Key-words: Uveitis, alendronate, intraocular triamcinolone, Remicade®. Actualités sur les modalités thérapeutiques des uvéites L’immunosuppression requise dans le traitement des uvéites peut se faire par des voies conventionnelles bien établies ou par le biais d’immunosuppresseurs spécifiques des modulateurs de l’inflammation. Quels que soient les choix, il est important de limiter les effets secondaires en évitant l’accès aux personnes susceptibles de développer des complications (dépistage de la tuberculose avant usage du Rémicade®), en réduisant ces effets secondaires par des mesures préventives (usages des alendronates lors d’une corticothérapie orale), en choisissant une voie locale (triamcinolone intraoculaire). Parmi les approches novatrices, la triamcinolone présente certains avantages comme un dosage local élevé sans effet systémique. Mais, il n’agit que 3 à 6 mois et peut dans 10 à 20 % des cas causer une augmentation de la pression intraoculaire. Il requiert certaines précautions lors de l’injection pour prévenir une pseudoendophtalmie. Le Rémicade® est un nouvel agent immunosuppresseur de synthèse. Anticorps hybride, il peut s’avérer très utile lors d’atteintes sévères ne répondant pas à des traitements conventionnels. Il fait l’objet d’études cliniques en Europe et aux États-Unis.
Mots-clés : Uvéite, alendronate, prednisone, triamcinolone intraoculaire, Remicade®.
INTRODUCTION Nous comprenons mieux les mécanismes moteurs de l’immunologie oculaire, mais cela n’a en rien modifié l’approche initiale qui demeure centrée sur les corticostéroïdes.
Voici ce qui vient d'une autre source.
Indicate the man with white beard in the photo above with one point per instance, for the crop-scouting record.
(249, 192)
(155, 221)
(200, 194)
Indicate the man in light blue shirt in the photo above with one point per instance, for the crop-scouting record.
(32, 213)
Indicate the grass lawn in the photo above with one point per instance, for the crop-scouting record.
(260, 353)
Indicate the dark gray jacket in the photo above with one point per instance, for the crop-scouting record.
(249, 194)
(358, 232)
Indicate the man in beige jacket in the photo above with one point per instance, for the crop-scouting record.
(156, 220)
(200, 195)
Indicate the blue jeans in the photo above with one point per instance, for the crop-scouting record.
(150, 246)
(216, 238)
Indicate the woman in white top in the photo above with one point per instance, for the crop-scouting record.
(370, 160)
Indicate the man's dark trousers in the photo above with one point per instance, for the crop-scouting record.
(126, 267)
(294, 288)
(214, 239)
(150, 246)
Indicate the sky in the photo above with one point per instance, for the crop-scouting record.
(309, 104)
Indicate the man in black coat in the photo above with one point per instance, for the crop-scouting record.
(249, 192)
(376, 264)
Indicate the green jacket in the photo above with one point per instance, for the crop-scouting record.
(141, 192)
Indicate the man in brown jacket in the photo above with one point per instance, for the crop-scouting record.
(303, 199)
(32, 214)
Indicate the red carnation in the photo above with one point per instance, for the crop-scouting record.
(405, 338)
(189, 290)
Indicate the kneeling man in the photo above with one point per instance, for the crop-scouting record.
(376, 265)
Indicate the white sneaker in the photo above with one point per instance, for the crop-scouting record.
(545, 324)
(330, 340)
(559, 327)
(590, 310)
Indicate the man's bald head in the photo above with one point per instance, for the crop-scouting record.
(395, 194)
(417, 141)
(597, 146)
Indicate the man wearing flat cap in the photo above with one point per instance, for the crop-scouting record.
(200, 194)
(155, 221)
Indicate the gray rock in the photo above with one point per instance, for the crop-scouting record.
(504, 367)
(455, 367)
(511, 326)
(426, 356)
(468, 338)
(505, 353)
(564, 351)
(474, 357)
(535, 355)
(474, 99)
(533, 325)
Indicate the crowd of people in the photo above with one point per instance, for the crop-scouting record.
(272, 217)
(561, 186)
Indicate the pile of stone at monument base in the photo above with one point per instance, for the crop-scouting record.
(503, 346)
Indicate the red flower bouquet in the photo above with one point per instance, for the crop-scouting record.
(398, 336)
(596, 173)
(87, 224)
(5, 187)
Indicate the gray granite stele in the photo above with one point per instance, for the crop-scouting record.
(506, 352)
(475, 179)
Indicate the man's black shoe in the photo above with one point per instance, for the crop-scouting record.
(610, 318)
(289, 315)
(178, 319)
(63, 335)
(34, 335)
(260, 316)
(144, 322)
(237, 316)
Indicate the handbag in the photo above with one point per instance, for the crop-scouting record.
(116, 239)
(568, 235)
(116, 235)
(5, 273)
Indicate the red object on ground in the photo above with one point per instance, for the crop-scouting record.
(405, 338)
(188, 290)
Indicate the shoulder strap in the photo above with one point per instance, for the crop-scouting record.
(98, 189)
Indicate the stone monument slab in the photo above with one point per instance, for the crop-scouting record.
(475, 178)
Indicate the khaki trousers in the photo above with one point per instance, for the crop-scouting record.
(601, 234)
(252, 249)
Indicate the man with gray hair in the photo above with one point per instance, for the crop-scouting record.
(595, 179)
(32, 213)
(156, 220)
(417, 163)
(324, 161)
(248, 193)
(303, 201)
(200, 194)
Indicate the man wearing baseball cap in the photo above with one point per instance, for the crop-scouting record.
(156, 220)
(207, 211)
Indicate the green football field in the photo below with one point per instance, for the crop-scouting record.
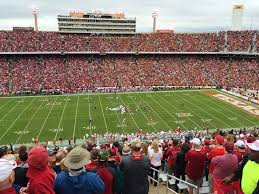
(68, 116)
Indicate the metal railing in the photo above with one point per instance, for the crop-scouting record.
(168, 178)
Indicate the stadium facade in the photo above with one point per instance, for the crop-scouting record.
(96, 23)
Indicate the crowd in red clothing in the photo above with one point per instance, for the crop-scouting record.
(157, 42)
(222, 158)
(81, 73)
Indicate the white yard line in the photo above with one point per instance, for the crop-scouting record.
(222, 121)
(118, 117)
(168, 112)
(130, 114)
(90, 116)
(29, 122)
(8, 101)
(74, 132)
(46, 118)
(61, 118)
(103, 114)
(10, 111)
(192, 112)
(223, 107)
(8, 129)
(155, 112)
(143, 114)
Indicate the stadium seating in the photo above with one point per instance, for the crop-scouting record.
(159, 42)
(80, 73)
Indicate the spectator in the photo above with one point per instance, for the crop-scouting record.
(240, 151)
(250, 178)
(59, 157)
(3, 151)
(41, 178)
(76, 180)
(7, 176)
(135, 168)
(217, 151)
(94, 153)
(195, 164)
(106, 173)
(52, 161)
(180, 162)
(172, 152)
(155, 155)
(21, 170)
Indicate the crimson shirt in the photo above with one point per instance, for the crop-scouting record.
(8, 191)
(195, 164)
(171, 152)
(213, 153)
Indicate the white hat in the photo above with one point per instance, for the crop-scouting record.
(6, 168)
(196, 141)
(254, 146)
(240, 144)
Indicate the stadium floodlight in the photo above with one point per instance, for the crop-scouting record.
(35, 12)
(154, 15)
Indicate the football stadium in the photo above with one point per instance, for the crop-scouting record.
(99, 105)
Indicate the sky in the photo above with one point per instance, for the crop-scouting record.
(178, 15)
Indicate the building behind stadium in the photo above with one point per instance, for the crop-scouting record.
(96, 23)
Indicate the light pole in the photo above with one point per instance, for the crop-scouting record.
(35, 12)
(154, 15)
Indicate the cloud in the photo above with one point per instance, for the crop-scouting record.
(181, 15)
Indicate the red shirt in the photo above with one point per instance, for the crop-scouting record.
(91, 165)
(195, 164)
(171, 152)
(239, 155)
(40, 181)
(107, 177)
(8, 191)
(213, 153)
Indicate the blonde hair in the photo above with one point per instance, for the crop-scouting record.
(155, 146)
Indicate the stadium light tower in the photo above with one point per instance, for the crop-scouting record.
(154, 15)
(35, 12)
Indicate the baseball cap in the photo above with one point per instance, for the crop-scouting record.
(220, 139)
(6, 168)
(229, 147)
(136, 144)
(240, 144)
(254, 146)
(77, 158)
(38, 157)
(103, 156)
(196, 141)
La stratégie actuelle consiste dans un premier temps à limiter les dégâts occasionnés par les corticoïdes (prévention), puis à cibler l’œil directement (limitant ainsi les effets secondaires systémiques) et à faire usage d’agents alternatifs moins toxiques ou d’agents dirigés contre des médiateurs spécifiques de l’inflammation [1]. Cette revue se limitera aux modalités thérapeutiques dans les uvéites auto-immunes, non infectieuses. Un tel exposé reste un exercice théorique dont les modalités doivent être adaptées à chaque patient. S’il est conscient des conséquences de sa maladie et de son traitement, il sera en mesure de nous aider à mieux gérer son évolution. Il est donc toujours utile de bien prendre le temps d’expliquer aux patients atteints d’uvéites les choix thérapeutiques possibles et leurs conséquences. Une « co-gérance » nous aidera à éviter les complications oculaires et systémiques de la maladie et nous permettra d’adapter les diverses modalités en fonction de l’évolution. Dans le cadre de cette revue, nous orienterons notre discussion sur les problèmes posés par la corticothérapie (en particulier comment éviter l’ostéoporose), sur les thérapeutiques intraoculaires et les nouvelles thérapeutiques d’immunosuppression ciblées.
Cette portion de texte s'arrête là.